Résultats secondaires

1. Le fait de pointer vers un seul outil numérique en santé est trop contraignant pour les patients

Dans le cadre de notre développement centré sur les patients, nous avons fait la réalisation que le fait de mettre qu’un seul outil en évidence après la fin du questionnaire auprès du patient était insuffisant. En effet, pour des recommandations prenant mieux en compte le choix du patient, nous avons décidé de modifier notre algorithme pour offrir à ces derniers un meilleur «match», ainsi que deux alternatives. Cette modification a été bien accueillie par les utilisateurs ultérieurs. De plus, les patients ont estimé que plus de trois recommandations pourrait être trop élevé pour un processus de sélection simple.

Il sera intéressant, dans nos prochaines recherches, d’établir le nombre parfait de choix à proposer aux patients pour une sélection suffisemment centrée sur l'utilisateur, tout évitant une surcharge d'informations.

2. Les données issues de ce service pourraient également être utilisées de façon secondaire par les responsables de la santé publique

Nous avons réussi à rassembler des données qui pourraient être d’une grande aide pour les responsables de la santé publique, spécialement en contexte de pandémie.

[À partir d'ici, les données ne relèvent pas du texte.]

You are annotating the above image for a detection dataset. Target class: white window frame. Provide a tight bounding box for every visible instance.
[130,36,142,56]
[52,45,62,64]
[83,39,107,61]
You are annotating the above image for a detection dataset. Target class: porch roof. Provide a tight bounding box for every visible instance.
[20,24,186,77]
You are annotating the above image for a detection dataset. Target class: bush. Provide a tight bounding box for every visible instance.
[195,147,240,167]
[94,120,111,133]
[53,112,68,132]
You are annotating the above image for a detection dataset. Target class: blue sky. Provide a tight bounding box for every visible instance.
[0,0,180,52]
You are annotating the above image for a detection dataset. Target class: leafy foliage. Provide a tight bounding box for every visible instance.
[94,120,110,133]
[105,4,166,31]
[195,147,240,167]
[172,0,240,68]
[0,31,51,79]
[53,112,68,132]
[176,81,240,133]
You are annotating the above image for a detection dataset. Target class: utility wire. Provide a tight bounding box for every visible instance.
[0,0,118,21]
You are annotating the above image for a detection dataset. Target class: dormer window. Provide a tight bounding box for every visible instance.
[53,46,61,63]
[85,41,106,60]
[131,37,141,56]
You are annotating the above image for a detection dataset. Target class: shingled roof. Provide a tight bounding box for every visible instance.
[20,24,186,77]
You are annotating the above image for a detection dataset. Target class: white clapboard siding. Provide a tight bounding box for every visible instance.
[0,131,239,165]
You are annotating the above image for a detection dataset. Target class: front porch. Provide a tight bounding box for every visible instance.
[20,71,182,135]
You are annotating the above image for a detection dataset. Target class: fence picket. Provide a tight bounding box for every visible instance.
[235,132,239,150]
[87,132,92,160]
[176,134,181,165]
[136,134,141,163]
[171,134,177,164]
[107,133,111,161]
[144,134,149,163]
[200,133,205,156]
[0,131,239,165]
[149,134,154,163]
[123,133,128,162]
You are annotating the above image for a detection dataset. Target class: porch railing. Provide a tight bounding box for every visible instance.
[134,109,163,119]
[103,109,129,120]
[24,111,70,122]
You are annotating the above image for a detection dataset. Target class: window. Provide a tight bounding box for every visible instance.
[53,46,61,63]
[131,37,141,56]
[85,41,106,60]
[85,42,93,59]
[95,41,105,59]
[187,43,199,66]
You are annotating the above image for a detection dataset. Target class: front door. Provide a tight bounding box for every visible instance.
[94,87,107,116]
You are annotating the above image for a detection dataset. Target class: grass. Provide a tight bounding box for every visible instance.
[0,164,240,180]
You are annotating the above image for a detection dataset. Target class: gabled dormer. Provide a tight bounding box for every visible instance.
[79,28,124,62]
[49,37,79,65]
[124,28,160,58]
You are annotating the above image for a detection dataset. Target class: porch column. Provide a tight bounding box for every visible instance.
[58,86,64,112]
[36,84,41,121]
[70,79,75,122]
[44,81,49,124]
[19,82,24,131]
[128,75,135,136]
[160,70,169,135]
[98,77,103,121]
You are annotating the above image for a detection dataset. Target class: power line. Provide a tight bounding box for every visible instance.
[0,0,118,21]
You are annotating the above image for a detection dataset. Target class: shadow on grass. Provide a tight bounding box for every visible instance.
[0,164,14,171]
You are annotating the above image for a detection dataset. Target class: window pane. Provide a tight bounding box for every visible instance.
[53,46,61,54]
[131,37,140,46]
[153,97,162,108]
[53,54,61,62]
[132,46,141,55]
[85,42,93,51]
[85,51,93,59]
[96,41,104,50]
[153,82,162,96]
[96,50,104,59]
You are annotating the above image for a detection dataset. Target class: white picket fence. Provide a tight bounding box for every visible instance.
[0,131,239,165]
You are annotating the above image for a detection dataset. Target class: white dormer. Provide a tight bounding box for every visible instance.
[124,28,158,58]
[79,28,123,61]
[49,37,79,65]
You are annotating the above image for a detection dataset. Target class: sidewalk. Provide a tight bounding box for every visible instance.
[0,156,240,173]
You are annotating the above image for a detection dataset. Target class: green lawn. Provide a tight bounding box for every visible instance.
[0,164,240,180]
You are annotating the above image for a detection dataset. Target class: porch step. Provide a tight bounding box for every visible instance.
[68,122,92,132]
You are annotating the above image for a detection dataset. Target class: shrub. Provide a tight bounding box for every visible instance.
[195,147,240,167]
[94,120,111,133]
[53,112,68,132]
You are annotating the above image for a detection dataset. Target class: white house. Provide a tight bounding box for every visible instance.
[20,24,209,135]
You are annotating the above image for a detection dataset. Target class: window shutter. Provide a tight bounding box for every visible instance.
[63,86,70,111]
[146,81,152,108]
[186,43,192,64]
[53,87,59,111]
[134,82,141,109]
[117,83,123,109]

À titre d’exemple, les niveaux d’anxiété fournis par les patients pourraient être utilisés pour hiérarchiser la priorisation des interventions à déployer dans certaines sous-populations de patients ou certaines zones géographiques identifiées comme durement touchées par le stress.

Figure 5. Niveau d'anxiété par tranche d'âge, n=882.

3. Cette plateforme pourrait être utilisée par les fabricants d’ONS pour recueillir des données sur ce qui est souhaitable pour les patients, entre autres au niveau des fonctionnalités.

Afin d’aider les patients à trouver l’ONS qui correspond le mieux à leurs besoins, nous avons collecté des données sur la popularité de plusieurs fonctionnalités issues du monde de la santé mentale. À titre d’exemple, nous savons maintenant que pendant la pandémie au Canada, les patients ayant des problèmes liés au stress étaient plus intéressés par un outil qui contient une communauté en ligne, plutôt qu’un chatbot.

Ce type de données est, selon nos recherches, non disponible pour les fabricants d’ONS, même si cela pourrait être d’une grande aide pour prioriser les nouvelles fonctionnalités à développer et assurer la pertinence des produits développés.

En résumé

La plateforme et l’algorithme de Therappx ont démontré qu’ils permettent la sélection d'outils numériques en santé efficace et centrée sur les patients en matière d’autosoins pour des problèmes liés au stress et à l’anxiété.